Gary Fraser, a cardiologist and epidemiologist at Loma Linda University and an Adventist himself, has found in studies that Adventists who follow the religion’s teachings lived about 10 years longer than people who didn’t. Another key insight? Pesco-vegetarians in the community, who ate a plant-based diet with up to one serving of fish a day, lived longer than vegan Adventists.

Their top foods include avocados, salmon, nuts, beans, oatmeal, whole wheat bread and soy milk.

Nicoya Peninsula, Costa Rica

We’d love to be invited for dinner by a centenarian here, where they #putaneggonit all the time. One delicious-sounding meal Buettner was served by a 99-year-old woman (who’s now 107) consisted of rice and beans, garnished with cheese and cilantro, on corn tortillas, with an egg on top.

As Buettner writes, “The big secret of the Nicoyan diet was the ‘three sisters’ of Mesoamerican agriculture: beans, corn and squash.” Those three staples, plus papayas, yams, bananas and peach palms (a small Central American oval fruit high in vitamins A and C), are what fuel the region’s elders over the century.

Here is a visual of the data from three of the earliest discovered Blue Zones (absent Nicoya and Ikaria, though they too meet at the middle):

Source: Wikimedia

So to recap: people in Blue Zones tend to enjoy varied diets made up of fresh and whole foods, particularly greens, nuts, herbs, and seafood; they consume portions that are often smaller than average, with an emphasis on eating only enough to be satiated (rather than stuffed); and they tend to eat little meat proportionally, aside from lean cuts and seafood.

Beyond diet, Blue Zone residents engage in regular moderate exercise – usually walking, gardening, or yard work – and also maintain active social and community lives, especially with their families. They maintain an easy-going and slow pace of life, often setting aside time to relax and de-stress. Smoking is also virtually nonexistent.

In short, the people living in Blue Zones work on all dimensions of a healthy life: not just a healthy diet, but a modest and light one; strong social ties with an even stronger, life-affirming dedication to family and the community; and an appreciation of the finer things in life, like a nice walk or time to unwind, which does wonders for mental health.

Though there is still a lot of research to be done, the evidence seems clear: a long and healthy life doesn’t require anything fancy or technological, but the sort of diet and values that are accessible to most of us — at least up to a point.

It is telling that among the handful of similarities common to all the Blue Zones was strong family and social ties and healthy community life. I think it says as much about the importance of building a good and generous society, and what such a relatively prosperous society may look like, then its does about the importance diet (which is just one dimension of overall health and wellness).

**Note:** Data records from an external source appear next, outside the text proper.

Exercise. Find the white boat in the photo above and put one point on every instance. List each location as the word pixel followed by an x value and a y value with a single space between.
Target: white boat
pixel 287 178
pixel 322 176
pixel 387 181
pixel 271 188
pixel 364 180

Just as physical and mental health are intricately intertwined, so too are individual and community health. It is much easier and more feasible to live a long and healthy life when your society provides the sort of stability, socioeconomic support, and environment to facilitate it all.

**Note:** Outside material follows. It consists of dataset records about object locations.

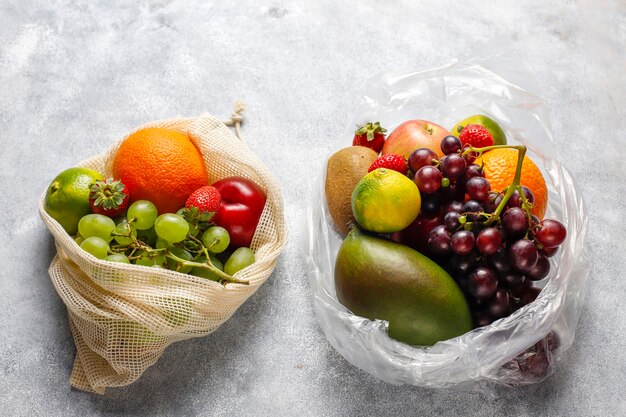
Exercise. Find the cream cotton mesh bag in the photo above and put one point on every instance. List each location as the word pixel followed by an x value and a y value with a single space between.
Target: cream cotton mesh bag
pixel 123 316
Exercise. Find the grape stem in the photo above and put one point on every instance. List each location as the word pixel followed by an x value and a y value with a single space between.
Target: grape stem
pixel 521 152
pixel 208 266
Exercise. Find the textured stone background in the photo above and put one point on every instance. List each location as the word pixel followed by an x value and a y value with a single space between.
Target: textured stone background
pixel 75 75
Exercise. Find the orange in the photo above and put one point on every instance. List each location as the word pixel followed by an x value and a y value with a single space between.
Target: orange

When your economic system requires you to work long, punishing hours at too fast of a pace to relax; when your food distribution system makes fresh produce expensive or inaccessible, and conversely makes less healthy processed food plentiful in its place; and when your society lacks mutually beneficial values of generosity and altruism, it is a lot harder for most people to maximize the potential of their minds and bodies.